神経インパルスの「鍵」と「ロック」とは?

神経インパルス(神経伝達)を「鍵とロック」の概念で理解するには、まずニューロンの基本構造を知る必要があります。ニューロンは神経系の専門細胞で、情報を受け取り、統合し、全身へ伝達します。神経インパルスはニューロン間で送られる電気信号で、呼吸のような自律的な動作や、鉛筆を拾うといった随意的な動作を引き起こします。

ニューロンの種類

  • 感覚ニューロン:目・耳・皮膚などの感覚受容体から情報を中枢神経系へ伝える。
  • 介在ニューロン:脳や脊髄で感覚情報と運動情報を仲介・統合する。
  • 運動ニューロン:中枢神経系から筋肉へ指令を送る。

ニューロンの構造

  • 細胞体(ソーマ):ニューロンの本体。
  • 樹状突起:他のニューロンから情報を受け取る枝状構造。
  • 軸索:細胞体からシナプス端まで伸びる細い繊維。
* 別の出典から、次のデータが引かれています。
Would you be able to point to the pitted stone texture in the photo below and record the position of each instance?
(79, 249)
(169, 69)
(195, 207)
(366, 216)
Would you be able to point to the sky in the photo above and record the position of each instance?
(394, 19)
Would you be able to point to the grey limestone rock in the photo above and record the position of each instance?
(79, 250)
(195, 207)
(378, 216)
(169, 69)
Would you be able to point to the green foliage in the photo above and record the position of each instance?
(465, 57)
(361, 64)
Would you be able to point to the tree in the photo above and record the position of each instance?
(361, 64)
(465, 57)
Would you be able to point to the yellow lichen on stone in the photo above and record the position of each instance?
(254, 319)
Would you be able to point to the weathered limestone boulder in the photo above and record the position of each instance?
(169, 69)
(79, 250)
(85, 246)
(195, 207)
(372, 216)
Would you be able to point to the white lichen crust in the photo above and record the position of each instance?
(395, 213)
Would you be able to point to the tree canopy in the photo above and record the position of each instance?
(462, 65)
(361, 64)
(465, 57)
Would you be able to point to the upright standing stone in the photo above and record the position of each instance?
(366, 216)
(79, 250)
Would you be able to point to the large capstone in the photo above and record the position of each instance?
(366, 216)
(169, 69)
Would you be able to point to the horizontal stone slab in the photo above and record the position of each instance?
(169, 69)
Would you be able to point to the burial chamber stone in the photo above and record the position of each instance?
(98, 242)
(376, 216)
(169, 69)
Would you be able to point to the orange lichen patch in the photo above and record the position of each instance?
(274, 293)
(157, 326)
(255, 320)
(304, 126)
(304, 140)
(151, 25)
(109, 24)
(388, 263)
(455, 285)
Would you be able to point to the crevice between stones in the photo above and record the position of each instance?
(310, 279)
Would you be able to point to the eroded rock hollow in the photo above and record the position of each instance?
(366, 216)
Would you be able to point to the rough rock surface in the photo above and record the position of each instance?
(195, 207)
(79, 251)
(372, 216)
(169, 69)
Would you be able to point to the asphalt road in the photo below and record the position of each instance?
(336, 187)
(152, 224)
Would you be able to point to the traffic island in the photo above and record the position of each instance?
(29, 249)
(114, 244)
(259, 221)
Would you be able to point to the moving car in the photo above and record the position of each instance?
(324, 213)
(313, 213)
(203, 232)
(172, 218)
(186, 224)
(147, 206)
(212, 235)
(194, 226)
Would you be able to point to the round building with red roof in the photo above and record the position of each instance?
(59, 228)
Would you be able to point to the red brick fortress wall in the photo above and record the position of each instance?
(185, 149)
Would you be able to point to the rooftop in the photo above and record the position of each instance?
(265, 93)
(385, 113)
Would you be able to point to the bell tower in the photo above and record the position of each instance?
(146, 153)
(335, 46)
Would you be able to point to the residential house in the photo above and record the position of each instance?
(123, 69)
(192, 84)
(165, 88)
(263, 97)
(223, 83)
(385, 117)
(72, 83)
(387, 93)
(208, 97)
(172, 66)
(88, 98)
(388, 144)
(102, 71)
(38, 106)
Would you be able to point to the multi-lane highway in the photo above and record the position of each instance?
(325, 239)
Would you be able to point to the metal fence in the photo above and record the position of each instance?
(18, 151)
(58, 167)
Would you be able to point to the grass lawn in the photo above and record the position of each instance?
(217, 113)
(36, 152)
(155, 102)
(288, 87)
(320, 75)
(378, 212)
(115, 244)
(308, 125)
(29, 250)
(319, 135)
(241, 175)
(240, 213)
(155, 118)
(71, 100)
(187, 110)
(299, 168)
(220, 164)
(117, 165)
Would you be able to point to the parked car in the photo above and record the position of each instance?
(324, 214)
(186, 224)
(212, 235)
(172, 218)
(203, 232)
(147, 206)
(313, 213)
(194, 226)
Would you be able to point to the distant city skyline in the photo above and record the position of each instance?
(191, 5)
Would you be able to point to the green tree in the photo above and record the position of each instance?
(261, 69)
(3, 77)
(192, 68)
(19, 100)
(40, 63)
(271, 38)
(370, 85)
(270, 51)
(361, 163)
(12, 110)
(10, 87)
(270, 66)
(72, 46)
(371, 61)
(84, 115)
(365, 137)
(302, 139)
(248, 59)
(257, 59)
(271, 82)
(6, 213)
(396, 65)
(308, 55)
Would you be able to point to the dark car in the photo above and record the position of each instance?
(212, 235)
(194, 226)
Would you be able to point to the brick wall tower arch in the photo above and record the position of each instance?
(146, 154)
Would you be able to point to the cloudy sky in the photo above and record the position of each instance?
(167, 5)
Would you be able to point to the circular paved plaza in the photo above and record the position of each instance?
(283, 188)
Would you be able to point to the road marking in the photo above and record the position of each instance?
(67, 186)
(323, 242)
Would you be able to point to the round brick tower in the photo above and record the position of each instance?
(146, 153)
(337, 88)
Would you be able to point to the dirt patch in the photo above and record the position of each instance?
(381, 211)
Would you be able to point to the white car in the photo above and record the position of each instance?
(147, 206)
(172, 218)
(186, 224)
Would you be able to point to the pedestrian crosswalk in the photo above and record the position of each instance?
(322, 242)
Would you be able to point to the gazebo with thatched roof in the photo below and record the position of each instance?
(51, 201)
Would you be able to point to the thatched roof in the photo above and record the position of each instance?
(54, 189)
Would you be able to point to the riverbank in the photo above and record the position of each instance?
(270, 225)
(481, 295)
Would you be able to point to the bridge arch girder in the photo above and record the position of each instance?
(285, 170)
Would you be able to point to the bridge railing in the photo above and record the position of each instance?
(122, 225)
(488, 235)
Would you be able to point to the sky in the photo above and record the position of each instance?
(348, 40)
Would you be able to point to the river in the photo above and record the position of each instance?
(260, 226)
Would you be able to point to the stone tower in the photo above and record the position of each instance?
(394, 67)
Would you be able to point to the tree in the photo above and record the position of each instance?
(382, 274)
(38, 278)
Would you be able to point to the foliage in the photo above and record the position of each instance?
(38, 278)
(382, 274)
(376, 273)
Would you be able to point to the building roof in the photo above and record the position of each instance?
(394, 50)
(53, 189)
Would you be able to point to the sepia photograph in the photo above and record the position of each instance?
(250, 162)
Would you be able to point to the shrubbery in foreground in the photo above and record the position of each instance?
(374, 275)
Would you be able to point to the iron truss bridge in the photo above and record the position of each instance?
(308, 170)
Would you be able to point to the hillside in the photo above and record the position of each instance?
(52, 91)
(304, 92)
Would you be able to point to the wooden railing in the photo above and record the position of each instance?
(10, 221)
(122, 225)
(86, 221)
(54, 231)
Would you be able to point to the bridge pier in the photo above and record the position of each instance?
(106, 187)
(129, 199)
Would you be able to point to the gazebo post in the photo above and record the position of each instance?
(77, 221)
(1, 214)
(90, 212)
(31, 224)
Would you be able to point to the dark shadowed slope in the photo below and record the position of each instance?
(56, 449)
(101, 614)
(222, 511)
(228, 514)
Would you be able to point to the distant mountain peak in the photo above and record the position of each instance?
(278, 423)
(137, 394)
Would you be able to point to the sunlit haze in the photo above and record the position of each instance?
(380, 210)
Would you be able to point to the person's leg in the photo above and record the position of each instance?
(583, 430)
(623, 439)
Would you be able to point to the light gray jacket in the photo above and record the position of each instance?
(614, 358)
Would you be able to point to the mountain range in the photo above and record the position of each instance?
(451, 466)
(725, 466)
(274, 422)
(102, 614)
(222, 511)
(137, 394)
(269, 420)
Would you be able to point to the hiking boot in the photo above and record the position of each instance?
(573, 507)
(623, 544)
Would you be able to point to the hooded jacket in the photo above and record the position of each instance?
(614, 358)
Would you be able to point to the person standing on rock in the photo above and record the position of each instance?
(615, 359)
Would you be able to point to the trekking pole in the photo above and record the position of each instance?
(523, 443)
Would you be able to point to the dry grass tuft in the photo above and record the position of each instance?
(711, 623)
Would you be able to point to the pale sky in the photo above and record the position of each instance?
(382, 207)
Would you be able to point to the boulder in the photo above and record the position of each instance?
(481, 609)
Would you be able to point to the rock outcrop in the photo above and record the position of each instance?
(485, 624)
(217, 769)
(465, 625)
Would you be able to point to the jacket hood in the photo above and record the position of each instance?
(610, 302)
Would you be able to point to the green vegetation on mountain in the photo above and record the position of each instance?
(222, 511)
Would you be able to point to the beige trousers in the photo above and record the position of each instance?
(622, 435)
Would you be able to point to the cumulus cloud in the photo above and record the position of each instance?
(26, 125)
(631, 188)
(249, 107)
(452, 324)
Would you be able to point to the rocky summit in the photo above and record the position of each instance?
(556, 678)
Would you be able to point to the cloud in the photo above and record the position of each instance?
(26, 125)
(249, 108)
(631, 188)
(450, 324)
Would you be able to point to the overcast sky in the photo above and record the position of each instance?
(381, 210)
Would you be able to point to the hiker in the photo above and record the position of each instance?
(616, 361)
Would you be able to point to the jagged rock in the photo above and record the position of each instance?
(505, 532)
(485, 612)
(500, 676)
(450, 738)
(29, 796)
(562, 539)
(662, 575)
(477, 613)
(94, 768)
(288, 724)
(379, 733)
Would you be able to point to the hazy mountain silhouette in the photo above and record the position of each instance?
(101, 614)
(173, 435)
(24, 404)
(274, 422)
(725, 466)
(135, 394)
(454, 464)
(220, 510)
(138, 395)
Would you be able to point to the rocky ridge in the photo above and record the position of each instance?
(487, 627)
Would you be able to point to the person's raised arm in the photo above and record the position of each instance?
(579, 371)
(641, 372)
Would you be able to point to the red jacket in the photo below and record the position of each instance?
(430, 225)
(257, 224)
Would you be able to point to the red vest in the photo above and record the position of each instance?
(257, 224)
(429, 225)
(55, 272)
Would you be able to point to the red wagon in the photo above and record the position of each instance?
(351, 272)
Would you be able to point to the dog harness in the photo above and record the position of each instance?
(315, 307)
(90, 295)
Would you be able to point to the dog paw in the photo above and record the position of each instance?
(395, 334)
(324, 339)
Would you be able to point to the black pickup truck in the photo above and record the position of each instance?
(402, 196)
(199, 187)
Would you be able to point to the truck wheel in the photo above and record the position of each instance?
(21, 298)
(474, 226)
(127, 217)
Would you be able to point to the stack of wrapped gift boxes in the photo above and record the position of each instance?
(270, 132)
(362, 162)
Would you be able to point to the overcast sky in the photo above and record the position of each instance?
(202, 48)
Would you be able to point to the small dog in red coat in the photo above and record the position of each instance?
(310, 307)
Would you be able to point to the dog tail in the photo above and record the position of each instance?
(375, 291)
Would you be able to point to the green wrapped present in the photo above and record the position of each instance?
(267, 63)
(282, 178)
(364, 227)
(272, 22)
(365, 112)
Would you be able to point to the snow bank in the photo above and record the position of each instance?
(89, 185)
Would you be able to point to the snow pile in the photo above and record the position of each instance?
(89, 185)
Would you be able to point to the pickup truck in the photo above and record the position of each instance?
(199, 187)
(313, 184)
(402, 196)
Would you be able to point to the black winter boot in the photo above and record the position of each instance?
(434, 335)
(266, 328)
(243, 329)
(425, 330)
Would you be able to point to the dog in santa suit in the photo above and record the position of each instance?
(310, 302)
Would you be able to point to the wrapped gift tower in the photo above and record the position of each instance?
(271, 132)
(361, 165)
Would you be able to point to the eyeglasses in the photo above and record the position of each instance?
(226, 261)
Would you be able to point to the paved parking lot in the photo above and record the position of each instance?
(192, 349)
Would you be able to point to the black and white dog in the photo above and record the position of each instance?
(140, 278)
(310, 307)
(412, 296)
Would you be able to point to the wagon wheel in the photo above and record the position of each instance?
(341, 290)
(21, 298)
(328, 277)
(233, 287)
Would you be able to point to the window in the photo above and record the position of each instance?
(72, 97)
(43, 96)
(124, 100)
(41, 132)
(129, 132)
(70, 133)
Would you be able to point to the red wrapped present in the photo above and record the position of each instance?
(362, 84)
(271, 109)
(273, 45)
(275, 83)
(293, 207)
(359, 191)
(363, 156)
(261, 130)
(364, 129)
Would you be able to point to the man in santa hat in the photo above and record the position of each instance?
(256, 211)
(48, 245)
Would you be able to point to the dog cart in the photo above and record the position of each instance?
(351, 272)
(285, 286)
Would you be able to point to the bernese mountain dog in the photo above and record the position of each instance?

長さは数ミリから約1メートル(約3フィート)に及び、ミエリン鞘で覆われて情報伝達速度が上がる。

シナプス

ニューロン同士は直接接触せず、シナプスと呼ばれる微小な隙間で情報をやり取りします。軸索終末に電気インパルスが到達すると、神経伝達物質(ニューロトランスミッター)が放出され、この化学物質がシナプス間隙を渡って次のニューロンの受容体に結合し、信号が伝わります。

鍵とロックの関係

神経伝達物質が次のニューロンに正しく作用するためには、受容体の形状と分子構造が合致しなければなりません。ちょうど特定の鍵が特定のロックだけを開くように、特定の神経伝達物質は対応する受容体にのみ結合します。適合しない分子は再吸収されたり、酵素で分解されたり、単に拡散して失われます。